This library comes with a few block store implementations built in:

- `blocks.store.memory` provides an in-memory map of blocks for transient
block storage.
- `blocks.store.file` provides a simple one-file-per-block store in a local
directory.
- `blocks.store.buffer` holds blocks in one store, then flushes them to another.
- `blocks.store.replica` stores blocks in multiple backing stores for
durability.
- `blocks.store.cache` manages two backing stores to provide an LRU cache that
will stay under a certain size limit.

Other storage backends are provided by separate libraries:

- [blocks-s3](//github.com/greglook/blocks-s3) backed by a bucket in Amazon S3.
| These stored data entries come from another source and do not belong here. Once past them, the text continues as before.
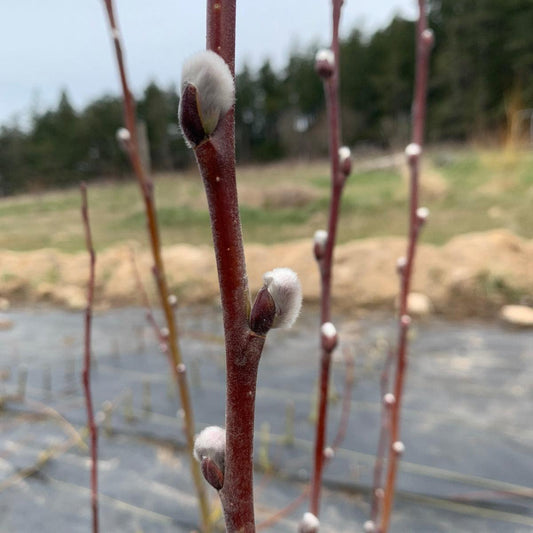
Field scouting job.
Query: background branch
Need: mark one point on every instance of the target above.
(424, 41)
(172, 347)
(86, 373)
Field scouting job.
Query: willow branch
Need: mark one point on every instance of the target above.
(172, 346)
(331, 88)
(86, 373)
(424, 41)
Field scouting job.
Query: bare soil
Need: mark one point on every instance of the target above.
(471, 275)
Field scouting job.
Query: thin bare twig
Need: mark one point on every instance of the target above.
(377, 485)
(349, 378)
(172, 346)
(424, 41)
(86, 373)
(331, 88)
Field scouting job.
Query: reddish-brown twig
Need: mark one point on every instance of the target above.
(172, 347)
(424, 40)
(331, 88)
(377, 485)
(216, 159)
(337, 441)
(86, 373)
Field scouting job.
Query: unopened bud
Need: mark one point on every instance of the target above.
(212, 473)
(263, 312)
(329, 452)
(413, 152)
(320, 241)
(123, 137)
(284, 287)
(325, 63)
(422, 214)
(389, 399)
(405, 321)
(398, 447)
(369, 526)
(329, 336)
(345, 160)
(207, 94)
(309, 524)
(401, 262)
(210, 451)
(428, 37)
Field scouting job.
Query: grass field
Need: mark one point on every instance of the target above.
(466, 190)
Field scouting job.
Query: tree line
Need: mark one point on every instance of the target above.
(481, 76)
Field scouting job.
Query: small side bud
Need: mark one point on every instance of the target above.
(428, 38)
(398, 447)
(369, 526)
(123, 137)
(309, 524)
(329, 336)
(212, 473)
(320, 241)
(329, 453)
(207, 94)
(263, 312)
(345, 160)
(405, 321)
(389, 399)
(422, 214)
(210, 451)
(401, 263)
(325, 63)
(413, 151)
(284, 287)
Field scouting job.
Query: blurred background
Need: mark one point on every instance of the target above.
(60, 106)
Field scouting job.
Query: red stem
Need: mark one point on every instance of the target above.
(147, 191)
(331, 89)
(216, 160)
(419, 112)
(383, 438)
(86, 374)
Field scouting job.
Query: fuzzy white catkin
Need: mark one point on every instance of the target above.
(123, 135)
(422, 212)
(309, 523)
(328, 330)
(413, 150)
(369, 527)
(211, 442)
(284, 287)
(325, 54)
(212, 78)
(321, 237)
(344, 153)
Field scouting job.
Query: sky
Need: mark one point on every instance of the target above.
(50, 45)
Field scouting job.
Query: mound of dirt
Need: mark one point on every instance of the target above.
(472, 275)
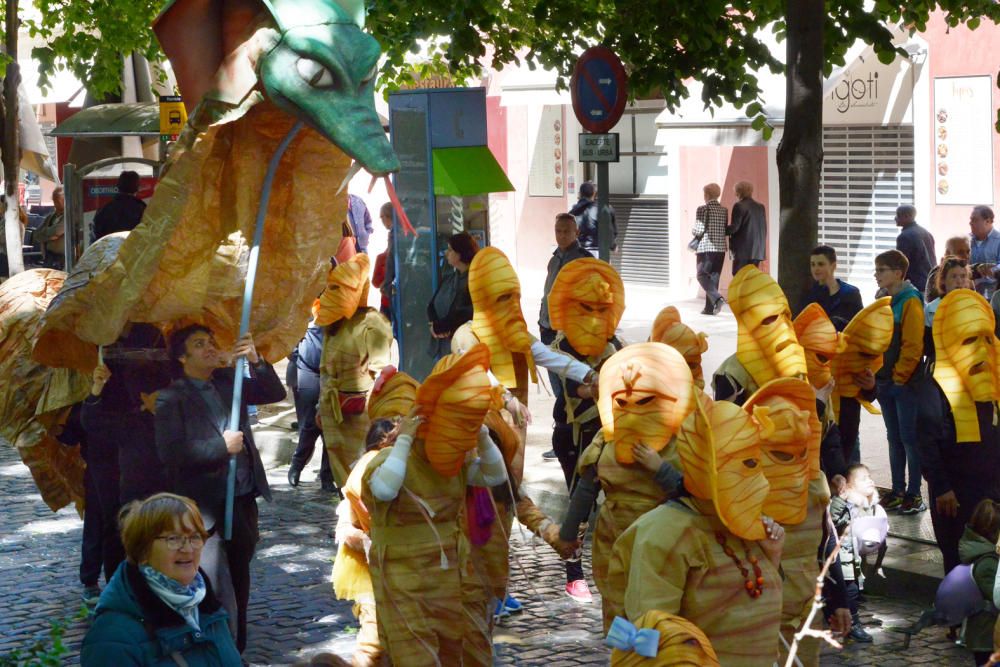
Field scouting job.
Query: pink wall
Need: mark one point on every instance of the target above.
(725, 165)
(958, 52)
These storage backends exist but aren't compatible with 2.X yet:

- [blocks-adl](//github.com/amperity/blocks-adl) backed by Azure DataLake store.
- [blocks-blob](//github.com/amperity/blocks-blob) backed by Azure Blob Storage.
- [blocks-monger](//github.com/20centaurifux/blocks-monger) backed by MongoDB.

## Block Metrics

The `blocks.meter` namespace provides instrumentation for block stores to
measure data flows, call latencies, and other metrics. These measurements are
built around the notion of a _metric event_ and an associated _recording
function_ on the store which the events are passed to. Each event has a
namespaced `:type` keyword, a `:label` associated with the store, and a numeric
`:value`. The store currently measures the call latencies of the storage methods
as well as the flow of bytes into or out of a store's blocks.
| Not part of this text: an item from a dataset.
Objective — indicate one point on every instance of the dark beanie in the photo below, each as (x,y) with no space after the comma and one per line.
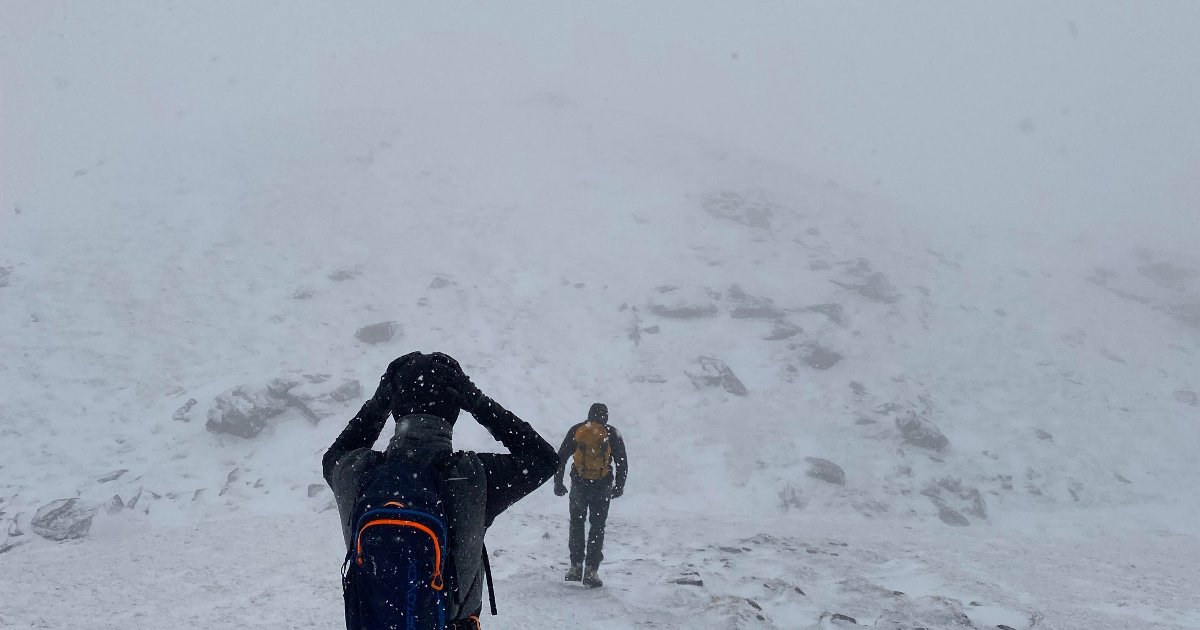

To enable metering, set a `::meter/recorder` function on the store. The function
will be called with the store itself and each metric event. The `:label` on each
event is derived from the store - it will use the store's class name or an
explicit `::meter/label` value if available.

## License

This is free and unencumbered software released into the public domain.
See the UNLICENSE file for more information.